MOVIE REVIEW | Boiler Room (2000)


“You know a movie that’s better than you’d think?  Boiler Room.”  That’s a statement I’ve heard more than once over the years since its release, and now, I finally caved in and gave it a look.  I think it’s the cast that makes everyone assume it’s going to be pretty ordinary.  Giovani Ribisi in the leading role, Vin Diesel as a stockbroker, Jamie Kennedy made even more irritating than usual with the addition of a moustache, Scott Caan being all Scott Caan-ie, and a pre-directing renaissance Ben Affleck.  All this in a movie about hot shot stock brokers doesn’t sound like a great combo, but I will say this, you know a movie that’s better than you’d think?  Boiler Room.

First, the biggest shocker, Vin Diesel is by far the best thing about this movie.  He can actually act, who’d have thunk it?  But his more than decent performance is also cut down by the lack of character he gets to play.  An exchange with Ribisi is a perfect example of just how deep most of these characters go.  Ribisi asks the millionaire Diesel why he still lives with his mother.  Diesel replies with a clueless, “What do you mean?”  You see, this ruthless trader will do anything for a buck, but he still loves his family.  Get it?  Because if you don’t get it, you’d better pause the movie and make sure you get it before you move on.  Because getting it will be imperative when Ribisi needs someone with even the smallest conscience to help him later.  Got it?  Good.

Affleck is another stand out, bringing some Baldwin-Glengarry Glen Ross energy to his scenes as the office manager without ever seeming like an out and out impression of Baldwin’s iconic scene.  But the most…  “Interesting” performance is that of Ribisi.  He’s the protagonist, the main character, the guy we’re supposed to cheer for, but he makes a strange decision as an actor to portray the character of Seth Davis as a snivelling, marble mouth little weasel who can’t make eye contact with anyone for more than an instant.  He also falls victim to the character development shorthand.  On his first date with the office bombshell receptionist, he all but breaks down in tears, revealing his daddy issues.  Sure, it helps get through some exposition about how he became the man he is, but it also makes you wonder why this woman would waste a second on him.
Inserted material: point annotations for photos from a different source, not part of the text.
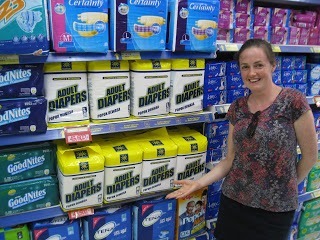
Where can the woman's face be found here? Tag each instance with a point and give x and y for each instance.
(256, 69)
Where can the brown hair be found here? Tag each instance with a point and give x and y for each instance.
(259, 43)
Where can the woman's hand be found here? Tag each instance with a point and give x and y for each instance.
(187, 187)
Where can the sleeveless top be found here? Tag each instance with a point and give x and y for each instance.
(263, 174)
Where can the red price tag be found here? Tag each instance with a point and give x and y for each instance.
(80, 213)
(77, 134)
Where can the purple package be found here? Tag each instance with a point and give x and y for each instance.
(294, 35)
(225, 19)
(241, 35)
(262, 32)
(226, 5)
(279, 35)
(243, 20)
(23, 115)
(244, 6)
(280, 17)
(262, 16)
(21, 80)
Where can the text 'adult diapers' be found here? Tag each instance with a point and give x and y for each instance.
(57, 228)
(21, 80)
(187, 79)
(66, 91)
(79, 26)
(109, 90)
(150, 87)
(138, 25)
(154, 219)
(193, 25)
(109, 224)
(24, 115)
(122, 170)
(28, 195)
(23, 27)
(26, 162)
(81, 175)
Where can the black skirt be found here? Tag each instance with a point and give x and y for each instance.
(240, 222)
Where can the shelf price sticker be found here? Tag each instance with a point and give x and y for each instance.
(9, 59)
(77, 134)
(80, 213)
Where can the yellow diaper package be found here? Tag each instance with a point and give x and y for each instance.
(80, 174)
(122, 169)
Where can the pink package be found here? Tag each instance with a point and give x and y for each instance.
(225, 19)
(261, 32)
(279, 35)
(280, 17)
(244, 6)
(294, 35)
(262, 16)
(241, 35)
(242, 20)
(304, 36)
(226, 5)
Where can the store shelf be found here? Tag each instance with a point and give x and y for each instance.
(55, 211)
(112, 127)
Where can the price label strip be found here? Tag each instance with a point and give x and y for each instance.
(77, 134)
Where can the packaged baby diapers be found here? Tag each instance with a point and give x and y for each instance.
(79, 26)
(24, 27)
(109, 90)
(150, 87)
(66, 90)
(81, 175)
(186, 85)
(23, 116)
(123, 162)
(21, 80)
(193, 25)
(138, 25)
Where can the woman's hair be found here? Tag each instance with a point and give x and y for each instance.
(259, 43)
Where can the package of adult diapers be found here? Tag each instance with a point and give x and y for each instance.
(27, 161)
(25, 80)
(138, 25)
(150, 87)
(192, 151)
(122, 168)
(28, 195)
(109, 90)
(79, 26)
(186, 88)
(81, 175)
(20, 232)
(24, 27)
(67, 94)
(191, 211)
(154, 219)
(57, 228)
(109, 224)
(193, 25)
(23, 116)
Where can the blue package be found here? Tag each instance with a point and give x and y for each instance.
(154, 219)
(214, 98)
(109, 224)
(215, 84)
(232, 68)
(215, 69)
(276, 77)
(21, 80)
(56, 228)
(24, 115)
(234, 81)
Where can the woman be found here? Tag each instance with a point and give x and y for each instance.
(259, 193)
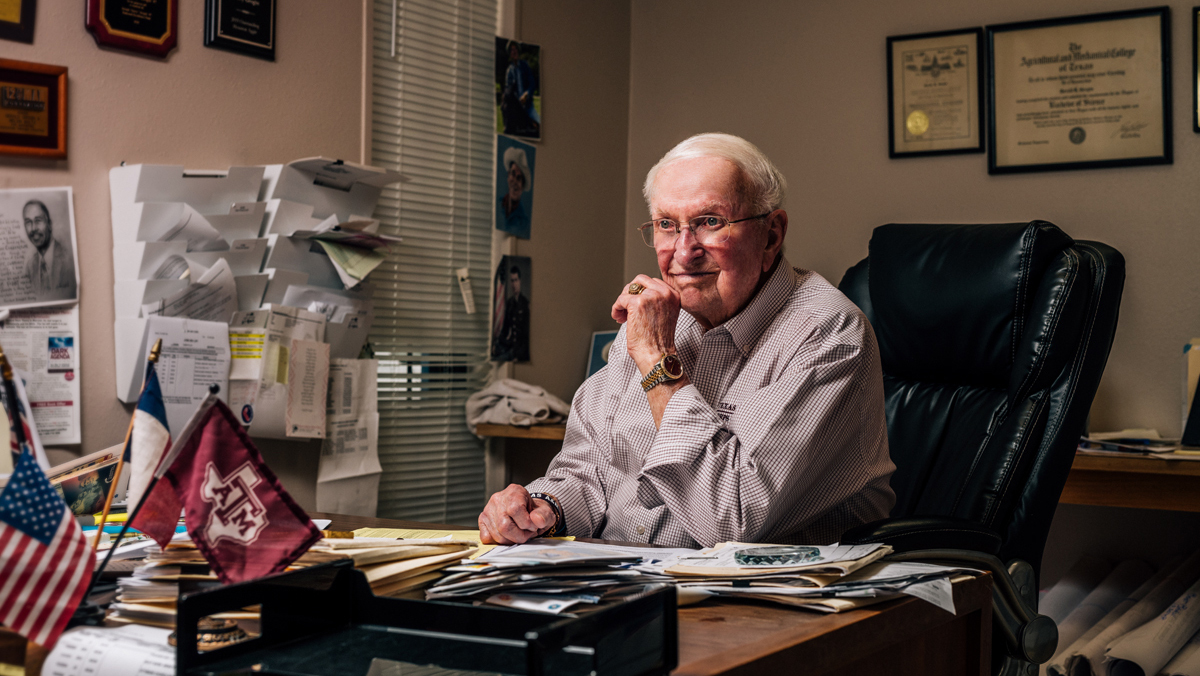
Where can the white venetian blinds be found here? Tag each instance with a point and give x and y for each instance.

The father character is just as problematic.  Flipping from embarrassment over his son, to concern, to pride, to hatred, to willingly risking his judgeship by getting involved in Ribisi’s dodgy dealings.  Oh yeah, the word “judgeship” is bandied about more than once, like it’s a regular word regular people say and hear in regular, everyday life.

Just as glossed over is the scam being perpetrated by Ribisi and his cronies, why it’s bad and why we should give two shits.  Thinking back, I’m not sure how Boiler Room fills two hours, but at the same time, I was never bored or frustrated while I watched.  The frustration only set in (and continues to build) as I think about it after the fact.  Even then, I can’t get away from one resilient thought.  You know a movie that’s better than you’d think?  Boiler Room.

6 thoughts on “MOVIE REVIEW | Boiler Room (2000)

  1. It truly is the absolute movie that is better than you’d think. Vin should have made a move into British costume drama from this point but Fast and Furious got in the way. Pity, he would have made a convincing Mr Darcy.